Professor Wadim Strielkowski from Prague Business School coined the term “Halloweenomics” to highlight the marketing and business potential of the holiday, which the US already takes huge advantage of. In 2023, Americans spent a record $12.2billion over the Halloween period. 

And the appeal of Halloween appears robust. In a 2014 study, Professor Strielkowski found that a worsening economic situation did not lead to cuts in Halloween-related spending. Individuals affected by economic crisis or job loss, in this case the 2008 financial crisis, embraced Halloween as a way to vent and experience joy through shopping and celebration.  

With economies in recent years being thrown into turmoil by the COVID pandemic, wars, and global recessions, it’s possible we have all leant further into celebrations such as Halloween as a means of escape. 

Why we love #spookyseason 

Research from the University of Lisbon and Manchester Metropolitan University explored the role the high street plays in curating an atmosphere around Halloween.

Retailers appear to use nostalgia to bolster consumer engagement and emotional investment in the season. Concepts associated with Halloween – jack-o’-lanterns, skeletons, ghosts – traditionally associated with fear, are reimagined in a harmless way that elicits joy; cute inflatable monsters, characters in costume, skeleton hoopla.

A family friendly Halloween event revives and repositions the high street as an attractive and playful space for families and young people, increasing footfall and spending for the Halloween period.

Halloween’s growing popularity in the UK could also be related to a need for social connection and community engagement. Research from Massachusetts Institute of Technology finds cultural events offer individuals an opportunity to come together and engage in shared experiences, performances, and celebrations, reinforcing social bonds to foster a sense of belonging and enhance wellbeing.

Although a relatively modern and secular interpretation of a cultural celebration, Halloween does involve certain rituals and activities performed as a group; trick-or-treating, fancy-dress parties, pumpkin picking.

Perhaps over time, people in the UK have seen an opportunity to increasingly adopt a larger celebration of Halloween, to bring people together and enjoy something collectively as a group.

Halloween vs. Guy Fawkes

We might be spending more on skeletons and candy each year, but while 73% of Americans were said to plan to participate in Halloween activities in 2024, YouGov found just 27% of British adults planned to participate that same year. Of those not participating, beyond simply not being interested or feeling too old to celebrate, 10% said it was due to them seeing Halloween as an American tradition, while 8% said it’s too commercialised.  

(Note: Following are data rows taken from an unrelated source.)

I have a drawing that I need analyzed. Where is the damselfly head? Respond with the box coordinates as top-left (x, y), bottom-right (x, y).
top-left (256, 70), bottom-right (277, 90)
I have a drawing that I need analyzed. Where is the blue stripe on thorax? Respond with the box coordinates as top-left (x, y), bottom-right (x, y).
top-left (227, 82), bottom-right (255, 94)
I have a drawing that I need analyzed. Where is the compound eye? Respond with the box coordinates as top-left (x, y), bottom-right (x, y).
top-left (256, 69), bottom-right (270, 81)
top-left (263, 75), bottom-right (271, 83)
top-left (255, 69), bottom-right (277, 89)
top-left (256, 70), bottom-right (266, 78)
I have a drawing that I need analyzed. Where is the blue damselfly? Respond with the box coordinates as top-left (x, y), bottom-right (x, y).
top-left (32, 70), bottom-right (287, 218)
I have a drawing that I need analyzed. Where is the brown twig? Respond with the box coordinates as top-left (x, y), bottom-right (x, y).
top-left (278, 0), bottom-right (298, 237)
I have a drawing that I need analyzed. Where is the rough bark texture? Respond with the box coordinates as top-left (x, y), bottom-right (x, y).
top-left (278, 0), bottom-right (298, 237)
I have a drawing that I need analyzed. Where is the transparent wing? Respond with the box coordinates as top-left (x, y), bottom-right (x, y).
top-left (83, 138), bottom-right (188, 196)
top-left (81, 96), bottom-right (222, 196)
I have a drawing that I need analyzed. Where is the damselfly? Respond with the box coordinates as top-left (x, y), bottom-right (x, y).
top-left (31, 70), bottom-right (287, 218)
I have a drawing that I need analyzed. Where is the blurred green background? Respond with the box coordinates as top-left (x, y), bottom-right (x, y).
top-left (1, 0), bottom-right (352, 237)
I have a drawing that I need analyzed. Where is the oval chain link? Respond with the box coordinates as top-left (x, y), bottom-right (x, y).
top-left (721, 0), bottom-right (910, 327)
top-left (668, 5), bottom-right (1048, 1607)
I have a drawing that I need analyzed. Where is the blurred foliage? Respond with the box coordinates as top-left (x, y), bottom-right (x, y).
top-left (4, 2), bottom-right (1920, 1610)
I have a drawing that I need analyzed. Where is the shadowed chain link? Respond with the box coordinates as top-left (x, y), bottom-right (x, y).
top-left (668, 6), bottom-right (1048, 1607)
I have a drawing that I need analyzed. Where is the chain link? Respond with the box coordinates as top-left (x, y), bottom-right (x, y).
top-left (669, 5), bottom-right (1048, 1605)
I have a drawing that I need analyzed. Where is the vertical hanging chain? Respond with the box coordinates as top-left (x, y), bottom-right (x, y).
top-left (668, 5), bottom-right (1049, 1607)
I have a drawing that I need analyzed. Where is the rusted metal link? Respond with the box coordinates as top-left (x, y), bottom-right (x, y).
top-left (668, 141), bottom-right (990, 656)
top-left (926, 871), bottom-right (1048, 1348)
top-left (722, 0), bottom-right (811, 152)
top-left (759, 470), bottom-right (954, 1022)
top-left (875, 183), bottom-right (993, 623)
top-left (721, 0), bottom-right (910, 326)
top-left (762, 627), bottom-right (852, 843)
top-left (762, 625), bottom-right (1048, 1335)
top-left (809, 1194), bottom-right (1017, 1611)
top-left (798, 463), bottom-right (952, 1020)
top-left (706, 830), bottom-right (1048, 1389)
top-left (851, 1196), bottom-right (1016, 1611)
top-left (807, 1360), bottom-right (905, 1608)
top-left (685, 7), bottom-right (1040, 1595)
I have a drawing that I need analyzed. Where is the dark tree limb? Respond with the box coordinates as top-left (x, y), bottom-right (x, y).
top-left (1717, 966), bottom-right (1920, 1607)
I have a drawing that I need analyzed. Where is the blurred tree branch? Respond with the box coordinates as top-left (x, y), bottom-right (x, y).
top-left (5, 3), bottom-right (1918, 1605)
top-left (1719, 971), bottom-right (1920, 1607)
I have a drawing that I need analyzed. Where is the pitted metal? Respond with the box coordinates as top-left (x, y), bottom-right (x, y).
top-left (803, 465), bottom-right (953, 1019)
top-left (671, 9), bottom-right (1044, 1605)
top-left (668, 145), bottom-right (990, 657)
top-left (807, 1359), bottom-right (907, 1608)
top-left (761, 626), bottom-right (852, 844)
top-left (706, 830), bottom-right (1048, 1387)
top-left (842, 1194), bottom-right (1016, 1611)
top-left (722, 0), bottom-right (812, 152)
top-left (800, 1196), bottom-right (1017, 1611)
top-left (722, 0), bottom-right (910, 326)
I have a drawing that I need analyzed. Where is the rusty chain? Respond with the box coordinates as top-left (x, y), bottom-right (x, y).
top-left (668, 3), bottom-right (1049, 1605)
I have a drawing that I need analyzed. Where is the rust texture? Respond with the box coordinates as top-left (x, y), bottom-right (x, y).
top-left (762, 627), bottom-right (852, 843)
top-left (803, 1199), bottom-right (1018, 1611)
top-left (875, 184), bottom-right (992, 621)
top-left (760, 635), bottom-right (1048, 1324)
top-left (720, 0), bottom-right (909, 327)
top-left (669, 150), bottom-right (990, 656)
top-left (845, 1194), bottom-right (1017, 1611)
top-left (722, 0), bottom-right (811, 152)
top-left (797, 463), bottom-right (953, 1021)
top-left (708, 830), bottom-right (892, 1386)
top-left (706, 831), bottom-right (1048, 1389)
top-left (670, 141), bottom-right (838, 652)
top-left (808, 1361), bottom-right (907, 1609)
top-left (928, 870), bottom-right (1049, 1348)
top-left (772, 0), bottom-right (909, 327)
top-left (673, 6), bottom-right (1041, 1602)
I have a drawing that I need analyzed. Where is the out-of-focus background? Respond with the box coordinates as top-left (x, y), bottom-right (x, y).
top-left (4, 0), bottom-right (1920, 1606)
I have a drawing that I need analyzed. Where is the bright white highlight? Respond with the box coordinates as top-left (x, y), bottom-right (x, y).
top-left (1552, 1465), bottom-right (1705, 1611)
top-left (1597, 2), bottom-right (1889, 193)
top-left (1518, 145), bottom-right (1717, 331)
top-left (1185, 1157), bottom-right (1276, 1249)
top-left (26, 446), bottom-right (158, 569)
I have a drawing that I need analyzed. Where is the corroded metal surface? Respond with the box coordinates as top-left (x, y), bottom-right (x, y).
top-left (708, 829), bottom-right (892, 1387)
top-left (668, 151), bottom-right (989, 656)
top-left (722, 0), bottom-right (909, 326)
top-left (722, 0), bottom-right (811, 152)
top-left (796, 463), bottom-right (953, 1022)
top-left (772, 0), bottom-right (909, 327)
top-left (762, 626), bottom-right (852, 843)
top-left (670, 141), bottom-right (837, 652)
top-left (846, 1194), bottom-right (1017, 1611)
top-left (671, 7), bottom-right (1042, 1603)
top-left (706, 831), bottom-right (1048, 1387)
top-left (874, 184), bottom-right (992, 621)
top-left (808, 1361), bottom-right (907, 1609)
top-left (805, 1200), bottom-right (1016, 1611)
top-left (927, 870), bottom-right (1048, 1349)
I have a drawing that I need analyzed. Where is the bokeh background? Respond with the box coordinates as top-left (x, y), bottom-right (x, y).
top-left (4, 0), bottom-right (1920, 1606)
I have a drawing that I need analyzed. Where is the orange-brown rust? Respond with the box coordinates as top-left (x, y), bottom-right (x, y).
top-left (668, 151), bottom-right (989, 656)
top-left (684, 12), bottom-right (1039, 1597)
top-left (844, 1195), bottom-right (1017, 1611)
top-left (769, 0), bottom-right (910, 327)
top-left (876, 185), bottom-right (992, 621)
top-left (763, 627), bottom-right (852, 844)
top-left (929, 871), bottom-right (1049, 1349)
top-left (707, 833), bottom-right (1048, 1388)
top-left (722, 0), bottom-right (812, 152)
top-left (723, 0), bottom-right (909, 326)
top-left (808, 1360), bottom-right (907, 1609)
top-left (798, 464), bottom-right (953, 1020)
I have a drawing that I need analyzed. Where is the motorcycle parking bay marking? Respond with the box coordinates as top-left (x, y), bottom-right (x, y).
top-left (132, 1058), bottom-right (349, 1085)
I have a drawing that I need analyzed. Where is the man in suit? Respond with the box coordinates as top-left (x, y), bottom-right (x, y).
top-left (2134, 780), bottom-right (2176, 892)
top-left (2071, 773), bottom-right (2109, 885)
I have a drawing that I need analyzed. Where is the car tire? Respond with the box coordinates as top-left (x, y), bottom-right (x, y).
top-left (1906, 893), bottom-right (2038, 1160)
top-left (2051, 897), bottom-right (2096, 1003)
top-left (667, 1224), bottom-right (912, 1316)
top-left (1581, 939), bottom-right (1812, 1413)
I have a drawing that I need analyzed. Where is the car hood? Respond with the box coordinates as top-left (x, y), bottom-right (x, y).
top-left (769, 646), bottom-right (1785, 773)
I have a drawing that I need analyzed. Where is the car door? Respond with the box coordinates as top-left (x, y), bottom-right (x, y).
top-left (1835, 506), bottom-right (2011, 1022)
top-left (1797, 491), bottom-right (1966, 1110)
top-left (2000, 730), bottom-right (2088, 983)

Who knows what the future autumns and Halloweens of the UK would look like in a world where 73% of Brits participate! 

Interestingly, 44% of Brits still prefer Guy Fawkes Night to Halloween (only 16% prefer Halloween), and this preference is found across all age groups. And I’m inclined to agree.

To this day, for Guy Fawkes Night, my family gets together, eats good food, lights a bonfire, does their own fireworks – and I look back on past Guy Fawkes Nights nostalgically. Personally, Halloween never has, and I don’t think ever will, hold that same level of sentiment for me.

Yes, there are crochet pumpkins and an autumnal wreath hanging in my living room, but it appears we might still have quite a way to go until Brits are matching Americans for their Halloween celebrations.